Présentée par Philippe Banel, la soirée s’ouvre sur le premier cycle de lieder de l’histoire de la musique, An die ferne Geliebte, de Beethoven. Initialement conçu pour baryton, le ténor chinois prend le relais sans trahir l’inspiration élégiaque du recueil, où les numéros s’enchaînent avec une belle fluidité qui accompagne une interprétation attentive à la couleur des affects, voilés, à l’occasion, d’une délicate mélancolie. Les Trois sonnets de Pétrarque de Liszt prolongent cette veine, soutenue par la maîtrise pianistique d’Hervé N’Kaoua, distillant les irisations d’une écriture exigeante.

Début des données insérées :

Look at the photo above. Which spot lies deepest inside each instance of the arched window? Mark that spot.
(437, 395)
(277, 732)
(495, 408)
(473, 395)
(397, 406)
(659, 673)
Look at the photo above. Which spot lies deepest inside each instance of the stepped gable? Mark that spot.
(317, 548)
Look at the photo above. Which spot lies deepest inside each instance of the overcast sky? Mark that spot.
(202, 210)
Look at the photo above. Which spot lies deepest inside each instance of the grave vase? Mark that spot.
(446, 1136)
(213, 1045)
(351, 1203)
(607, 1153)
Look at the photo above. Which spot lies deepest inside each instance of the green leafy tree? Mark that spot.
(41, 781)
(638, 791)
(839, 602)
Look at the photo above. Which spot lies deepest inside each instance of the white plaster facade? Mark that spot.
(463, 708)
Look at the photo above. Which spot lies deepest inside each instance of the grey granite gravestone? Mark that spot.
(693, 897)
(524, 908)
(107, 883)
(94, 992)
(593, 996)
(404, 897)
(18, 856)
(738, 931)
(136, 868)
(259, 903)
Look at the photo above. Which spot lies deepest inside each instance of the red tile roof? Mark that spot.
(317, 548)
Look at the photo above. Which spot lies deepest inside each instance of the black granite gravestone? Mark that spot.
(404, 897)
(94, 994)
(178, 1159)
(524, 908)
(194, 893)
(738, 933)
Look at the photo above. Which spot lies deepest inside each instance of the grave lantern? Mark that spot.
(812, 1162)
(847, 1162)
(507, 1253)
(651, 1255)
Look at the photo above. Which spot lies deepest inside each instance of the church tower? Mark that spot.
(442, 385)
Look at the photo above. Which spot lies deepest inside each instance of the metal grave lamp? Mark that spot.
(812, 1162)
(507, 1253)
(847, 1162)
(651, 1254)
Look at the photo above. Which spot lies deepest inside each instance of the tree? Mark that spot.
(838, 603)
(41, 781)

C’est à un grand saut géographique que nous invite ensuite le soliste, dans sa Chine natale. Parmi les

chants populaires de la très rurale province de Xinjiang, au nord-ouest du pays, collectés et arrangées par Luobin Wang dans les années trente, Yu Shao a choisi deux ballades folkloriques, l’une kazakhe, l’autre tatare, déclinant sur un canevas économe des amours pastorales. Au-delà de tropismes linguistiques un peu exotiques pour nos oreilles occidentales, la sincérité sentimentale de ces pages simples ne dépaysent pas un instinct romantique que l’on retrouve dans deux pièces contemporaines, C’est moi, et surtout Le pont, au dessin mélodique irrésistible, porté par un balancement rythmique qui se laisse aisément retenir. Nul ne boudera de réentendre le morceau en bis, défendu avec un enthousiasme communicatif.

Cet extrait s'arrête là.